Though I had been fully conscious during my change, I had never performed the change myself. I had some idea of how to go about it, but no practice whatsoever. I worried something might go wrong, that I might irrevocably hurt Marisa or worse.
For the first time, I regretted distancing myself from the others like me. But the truth was that I was too used to being an outcast, even when I was an ordinary human. We cannot change our stripes that easily, whether mortal or immortal.
So I watched the sun rise over the mountain, lighting the sky on fire. My skin, which grew colder and colder with each passing decade, greedily drank up the sun’s warmth. And I did what I did best – I waited.

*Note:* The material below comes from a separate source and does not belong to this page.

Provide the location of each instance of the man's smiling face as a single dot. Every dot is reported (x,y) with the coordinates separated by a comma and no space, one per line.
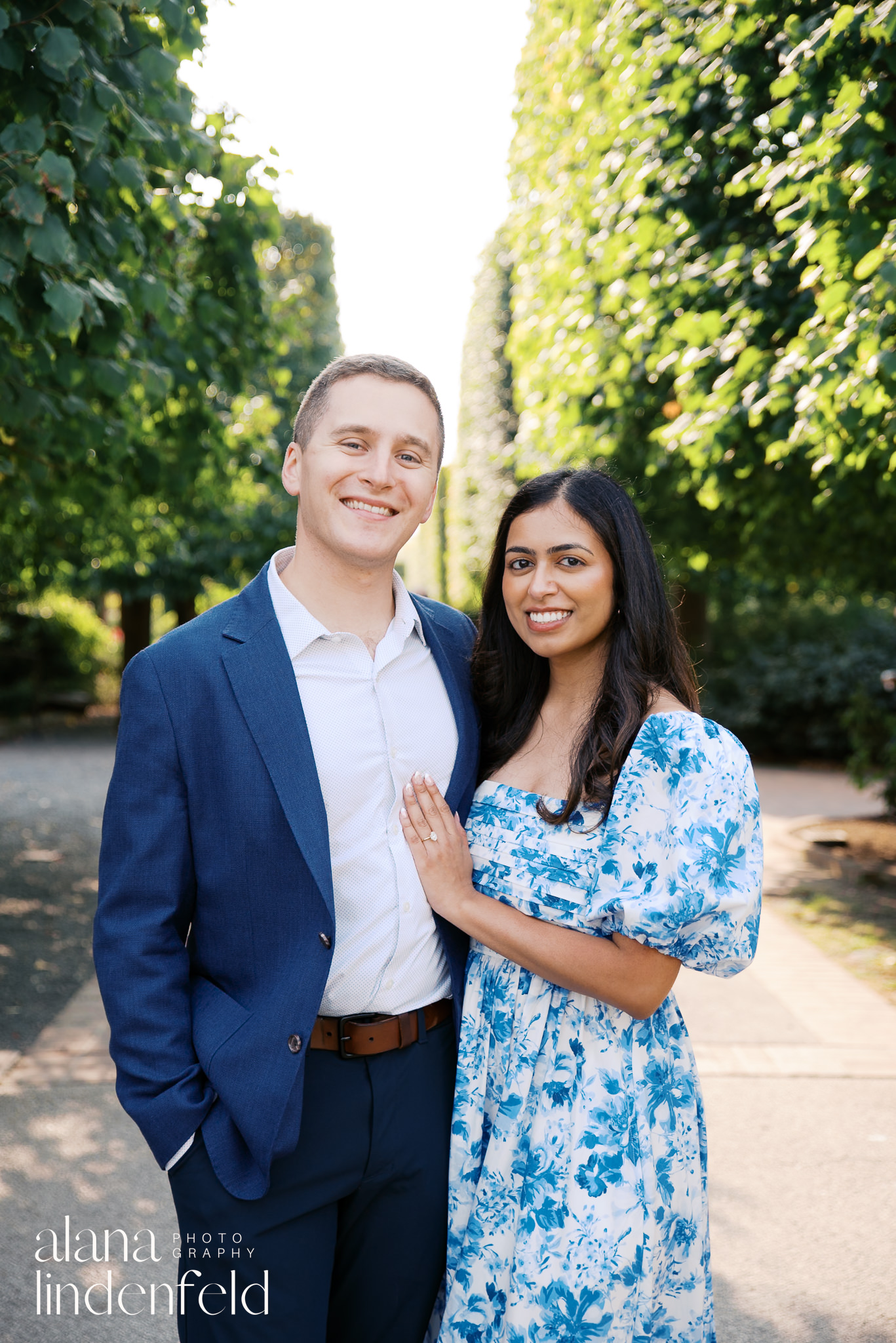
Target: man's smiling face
(367,477)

The ceremony was held in a cathedral nearly as old as me. Despite the fact that others of my kind did not like frequenting churches or any other type of religious edifice, I thought this was nothing more than superstition. I happened to like churches quite a bit, as they offered quiet places of sanctuary and meditation, and this cathedral was one that I often frequented.
I had never been married before, so I didn’t know what to expect today. I had been changed when I was barely a man, only 19 years of age. I wondered if this sudden nervousness, this tightening of the throat, was normal. I adjusted my tunic and ran an unsteady hand through my hair.
One of Marisa’s sisters, Elisabetta, I think, came up to me and laid a reassuring hand on my arm.
She immediately drew back her hand, as if she’d been burned. “Goodness, you are so cold! There’s no need to be so nervous. Marisa will be a worthy wife for you. Her sisters have taught her well.” And then she flashed me a suggestive smile and walked back to her pew.
Before I could even contemplate the hidden message in Elisabetta’s words there was a sudden hush, an expectant rustling of feet and heads, all turning to face the entrance.